Ein Bewohner erlitt bei eigenen Löschversuchen eine schwere Rauchgasvergiftung. Der 49-Jährige wurde nach seiner Erstbehandlung vor Ort durch einen Notarzt in die Uniklinik Würzburg gebracht. Seine zwei Jahre jüngere Ehefrau und eine 67-jährige Verwandte kamen mit einer leichteren Rauchgasvergiftung davon. Die beiden Frauen wurden zur weiteren Behandlung in das Missionsärztliche Institut eingeliefert. Die Rettungsleitstelle hatte drei Rettungswägen und einen Notarzt sowie einen Einsatzleiter an den Brandort entsandt.
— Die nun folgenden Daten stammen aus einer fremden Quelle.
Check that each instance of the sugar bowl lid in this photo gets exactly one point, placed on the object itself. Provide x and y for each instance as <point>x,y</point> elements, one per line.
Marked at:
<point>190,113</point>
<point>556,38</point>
Die weitere Sachbearbeitung hinsichtlich der Brandursache liegt jetzt bei der Polizeiinspektion Würzburg-Land. Nach den mittlerweile vorliegenden Erkenntnissen ist davon auszugehen, dass es an einer Computeranlage einen technischen Defekt gegeben hat, der schließlich zu diesem Feuer geführt hat. Die Ermittlungen dauern an.